As the God-bearer, Mary is playing her part in bringing salvation to the world. She’s an active participant in God’s unfolding plan. And part of that plan involves a total reversal. The political impact is part of it, but it’s more about what’s valued in the coming kingdom of heaven. Mary is helping to usher in a reign where might doesn’t make right, where the vulnerable are lifted up, where peacemakers are more valued than warriors, and where the only question that matters is how your soul magnifies the Lord.

So for those on the margins, from the people of Israel living under Roman rule to those who are marginalized and ignored in our own day, the Magnificat offers powerful words of hope. For those who struggle, for the exploited, for the abused and the abandoned, for asylum seekers, and for those whose dignity has been trampled down again and again, this is good news. This is the great reversal.
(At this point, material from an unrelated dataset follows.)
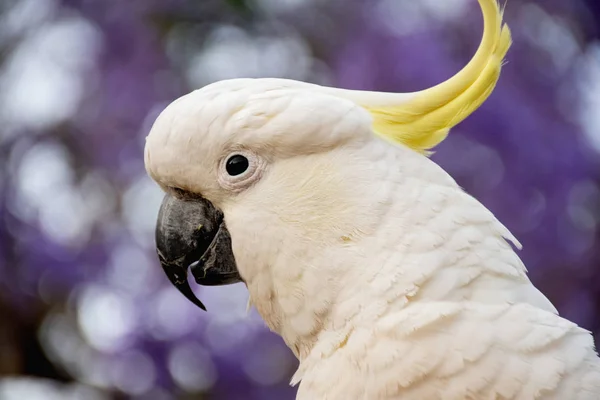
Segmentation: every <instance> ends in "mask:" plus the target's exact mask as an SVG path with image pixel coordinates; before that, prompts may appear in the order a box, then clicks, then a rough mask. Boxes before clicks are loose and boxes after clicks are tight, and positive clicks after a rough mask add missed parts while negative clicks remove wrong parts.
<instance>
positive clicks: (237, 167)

Ghandi chose the Magnificat, dictators banned it

And if you still don’t quite see the Magnificat as a protest song, remember that during British rule in India the singing of the Magnificat in some churches was forbidden because it was deemed subversive. To highlight this, on the very last day of British rule in 1947, Mahatma Gandhi (who was obviously not a Christian) requested these words to be read wherever the British flag was publicly lowered. The governments of more than one South American dictatorship in the 1970s and 1980s found Mary’s proclamation of God’s special concern for the poor so revolutionary and such a threat to authority, that they also banned any public recitation of the Magnificat. These are radical words; words that still have the potential to topple governments and bring down the powerful from their thrones.

A song of solidarity

Of course these actions and situations can feel distant, even remote, if you’re not being persecuted for your faith or belittled for who you are or subjected to acts of violent oppression. But if there’s anything Jesus teaches us, it’s that when one group is being ill-treated, when one part of the body of Christ is being injured, we all suffer. And so we have a duty to stand in solidarity with the poor and the oppressed and the marginalised in our midst and in our world, whenever we sing the Magnificat. In a very real sense, the Magnificat is the We shall overcome of the Scriptural world. It’s the promise that ultimate justice will enter the world in the form of this child Mary carries; that the arrival of Jesus will give birth to hope and salvation. Mary, this humble, Jewish girl says yes to God, and the world is transformed and turned upside down. She’s got a song to sing, all over this land; it’s the hammer of justice; it’s the bell of freedom; and ultimately it’s a song about love between her brothers and her sisters all over the world.